COURT OF APPEALS OF NORTH CAROLINA
Mar 17, 2020
838 S.E.2d 695 (N.C. Ct. App. 2020)

Opinion

No. COA19-179

03-17-2020

In the MATTER OF: C.A.B.

Epperson Law Group, PLLC, Charlotte, by James L. Epperson and Amber R. Morris, for Petitioner-Appellee stepmother. Robert W. Ewing, Clemmons, for Respondent-Appellant mother. No brief filed on behalf of guardian ad litem.


Epperson Law Group, PLLC, Charlotte, by James L. Epperson and Amber R. Morris, for Petitioner-Appellee stepmother.

Robert W. Ewing, Clemmons, for Respondent-Appellant mother.

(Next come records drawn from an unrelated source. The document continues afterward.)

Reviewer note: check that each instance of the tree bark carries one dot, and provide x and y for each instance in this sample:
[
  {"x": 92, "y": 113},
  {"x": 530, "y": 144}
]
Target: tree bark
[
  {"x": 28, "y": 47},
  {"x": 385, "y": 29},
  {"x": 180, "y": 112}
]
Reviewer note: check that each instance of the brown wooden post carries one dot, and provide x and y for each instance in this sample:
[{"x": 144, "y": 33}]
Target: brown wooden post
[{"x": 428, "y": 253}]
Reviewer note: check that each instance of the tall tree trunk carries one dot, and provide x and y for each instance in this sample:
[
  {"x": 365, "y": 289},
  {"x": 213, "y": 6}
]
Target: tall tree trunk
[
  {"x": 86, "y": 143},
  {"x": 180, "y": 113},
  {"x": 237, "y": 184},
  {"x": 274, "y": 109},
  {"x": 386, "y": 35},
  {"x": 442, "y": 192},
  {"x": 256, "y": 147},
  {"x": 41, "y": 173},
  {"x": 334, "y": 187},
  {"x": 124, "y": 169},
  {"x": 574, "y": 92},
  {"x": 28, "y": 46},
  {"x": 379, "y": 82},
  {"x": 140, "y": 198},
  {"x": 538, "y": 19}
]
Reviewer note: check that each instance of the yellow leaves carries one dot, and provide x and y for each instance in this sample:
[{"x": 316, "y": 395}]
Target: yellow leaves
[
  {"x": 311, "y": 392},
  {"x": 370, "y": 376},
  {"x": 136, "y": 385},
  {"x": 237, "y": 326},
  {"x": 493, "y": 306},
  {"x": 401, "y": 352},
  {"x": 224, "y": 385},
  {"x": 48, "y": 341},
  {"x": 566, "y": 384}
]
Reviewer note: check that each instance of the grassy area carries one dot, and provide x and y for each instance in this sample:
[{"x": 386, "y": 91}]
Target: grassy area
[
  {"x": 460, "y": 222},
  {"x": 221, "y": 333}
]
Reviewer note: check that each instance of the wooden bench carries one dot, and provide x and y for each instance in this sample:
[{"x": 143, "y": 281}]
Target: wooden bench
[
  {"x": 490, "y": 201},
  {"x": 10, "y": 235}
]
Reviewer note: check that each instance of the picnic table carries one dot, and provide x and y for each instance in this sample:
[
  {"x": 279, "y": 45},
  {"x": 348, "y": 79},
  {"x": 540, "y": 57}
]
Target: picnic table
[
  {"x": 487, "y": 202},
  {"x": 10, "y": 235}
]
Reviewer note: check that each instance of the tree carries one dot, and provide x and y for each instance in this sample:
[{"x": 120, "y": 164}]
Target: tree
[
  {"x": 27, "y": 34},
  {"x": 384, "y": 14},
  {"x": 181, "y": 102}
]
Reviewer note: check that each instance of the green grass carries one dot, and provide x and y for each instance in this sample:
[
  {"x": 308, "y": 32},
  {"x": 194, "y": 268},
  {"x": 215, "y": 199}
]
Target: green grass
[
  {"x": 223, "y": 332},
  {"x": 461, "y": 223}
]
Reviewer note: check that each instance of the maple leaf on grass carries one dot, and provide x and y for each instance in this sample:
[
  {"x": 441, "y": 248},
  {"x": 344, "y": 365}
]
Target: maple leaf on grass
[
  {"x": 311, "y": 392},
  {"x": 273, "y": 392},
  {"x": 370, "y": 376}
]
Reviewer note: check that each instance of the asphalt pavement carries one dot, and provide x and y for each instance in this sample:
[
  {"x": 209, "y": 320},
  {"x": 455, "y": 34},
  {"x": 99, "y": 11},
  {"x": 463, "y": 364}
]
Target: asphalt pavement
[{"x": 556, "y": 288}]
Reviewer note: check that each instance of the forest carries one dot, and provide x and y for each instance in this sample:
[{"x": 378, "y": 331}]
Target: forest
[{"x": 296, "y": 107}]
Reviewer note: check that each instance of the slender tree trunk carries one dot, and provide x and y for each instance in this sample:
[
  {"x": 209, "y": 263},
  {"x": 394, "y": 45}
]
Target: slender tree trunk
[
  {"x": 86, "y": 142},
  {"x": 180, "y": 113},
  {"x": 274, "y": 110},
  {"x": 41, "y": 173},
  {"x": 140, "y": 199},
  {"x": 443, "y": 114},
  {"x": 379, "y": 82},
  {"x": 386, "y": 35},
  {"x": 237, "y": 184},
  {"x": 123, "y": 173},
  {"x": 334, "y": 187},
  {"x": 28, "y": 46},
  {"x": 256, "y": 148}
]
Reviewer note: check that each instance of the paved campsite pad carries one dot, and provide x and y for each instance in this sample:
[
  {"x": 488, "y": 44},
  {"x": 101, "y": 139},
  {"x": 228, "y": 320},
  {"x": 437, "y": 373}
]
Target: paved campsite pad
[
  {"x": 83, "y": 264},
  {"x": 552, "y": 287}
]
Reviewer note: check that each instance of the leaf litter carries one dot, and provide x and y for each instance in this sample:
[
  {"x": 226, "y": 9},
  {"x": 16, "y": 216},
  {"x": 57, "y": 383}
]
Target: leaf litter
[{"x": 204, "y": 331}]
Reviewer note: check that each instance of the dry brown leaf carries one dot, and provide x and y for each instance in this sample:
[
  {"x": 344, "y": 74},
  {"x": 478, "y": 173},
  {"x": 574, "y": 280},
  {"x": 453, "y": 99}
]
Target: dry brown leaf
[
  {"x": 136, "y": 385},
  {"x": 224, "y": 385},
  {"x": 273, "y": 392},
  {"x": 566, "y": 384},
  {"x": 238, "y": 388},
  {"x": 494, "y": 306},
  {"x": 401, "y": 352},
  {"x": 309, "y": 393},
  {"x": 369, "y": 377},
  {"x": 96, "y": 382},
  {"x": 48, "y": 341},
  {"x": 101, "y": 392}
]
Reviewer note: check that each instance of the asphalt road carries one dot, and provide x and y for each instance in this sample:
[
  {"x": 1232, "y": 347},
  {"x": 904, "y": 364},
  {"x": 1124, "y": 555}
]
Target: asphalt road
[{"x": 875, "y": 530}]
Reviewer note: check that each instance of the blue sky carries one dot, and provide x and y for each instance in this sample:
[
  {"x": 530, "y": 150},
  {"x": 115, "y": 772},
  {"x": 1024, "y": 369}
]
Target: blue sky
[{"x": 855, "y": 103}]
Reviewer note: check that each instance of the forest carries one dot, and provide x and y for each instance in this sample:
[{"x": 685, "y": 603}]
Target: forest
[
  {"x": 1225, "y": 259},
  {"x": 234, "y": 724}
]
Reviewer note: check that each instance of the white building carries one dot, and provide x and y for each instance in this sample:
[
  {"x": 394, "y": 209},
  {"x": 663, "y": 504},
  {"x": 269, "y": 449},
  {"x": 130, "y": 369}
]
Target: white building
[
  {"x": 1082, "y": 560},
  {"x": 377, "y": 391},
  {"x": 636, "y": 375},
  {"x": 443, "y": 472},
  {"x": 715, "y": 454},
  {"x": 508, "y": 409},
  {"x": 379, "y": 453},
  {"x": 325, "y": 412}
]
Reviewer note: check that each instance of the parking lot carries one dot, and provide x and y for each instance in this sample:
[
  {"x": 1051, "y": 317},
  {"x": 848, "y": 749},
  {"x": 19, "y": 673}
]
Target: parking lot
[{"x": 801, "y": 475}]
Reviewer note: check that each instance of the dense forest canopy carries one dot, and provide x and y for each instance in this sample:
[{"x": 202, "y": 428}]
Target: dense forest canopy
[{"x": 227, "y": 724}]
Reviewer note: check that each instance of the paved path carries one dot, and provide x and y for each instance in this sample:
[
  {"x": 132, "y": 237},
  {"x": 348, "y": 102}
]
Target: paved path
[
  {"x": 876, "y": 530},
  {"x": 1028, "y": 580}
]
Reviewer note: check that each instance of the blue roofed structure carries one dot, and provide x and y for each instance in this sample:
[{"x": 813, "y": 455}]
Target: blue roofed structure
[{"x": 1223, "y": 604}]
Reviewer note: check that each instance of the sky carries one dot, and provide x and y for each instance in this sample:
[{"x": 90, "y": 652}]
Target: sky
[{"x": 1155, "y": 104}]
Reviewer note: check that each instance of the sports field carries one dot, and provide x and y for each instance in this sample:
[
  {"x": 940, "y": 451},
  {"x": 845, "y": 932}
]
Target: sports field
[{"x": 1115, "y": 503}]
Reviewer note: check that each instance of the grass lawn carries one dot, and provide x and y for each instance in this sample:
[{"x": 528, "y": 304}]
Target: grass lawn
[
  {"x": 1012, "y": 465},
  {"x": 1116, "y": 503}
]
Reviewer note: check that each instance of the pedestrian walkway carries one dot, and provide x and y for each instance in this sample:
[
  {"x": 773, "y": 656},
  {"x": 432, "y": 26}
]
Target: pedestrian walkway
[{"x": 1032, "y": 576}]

No brief filed on behalf of guardian ad litem.

McGEE, Chief Judge.

Respondent, the mother of C.A.B., appeals from the trial court’s order terminating her parental rights. This case is before this Court for a second time. A procedural and factual background can be found in our prior opinion in this case, In re C.A.B , ––– N.C. App. ––––, 812 S.E.2d 409, 2018 WL 1801945 (2018) (unpublished). In this appeal, Respondent contends that the trial court erred in terminating her parental rights based on an adjudication of willful abandonment under N.C.G.S. § 7B-1111(a)(7) and neglect under N.C.G.S. § 7B-1111(a)(1). Because the trial court did not make adequate findings of fact regarding the willfulness of Respondent’s lack of contact, we vacate the 20 November 2018 order terminating Respondent’s parental rights and remand for specific findings consistent with this opinion.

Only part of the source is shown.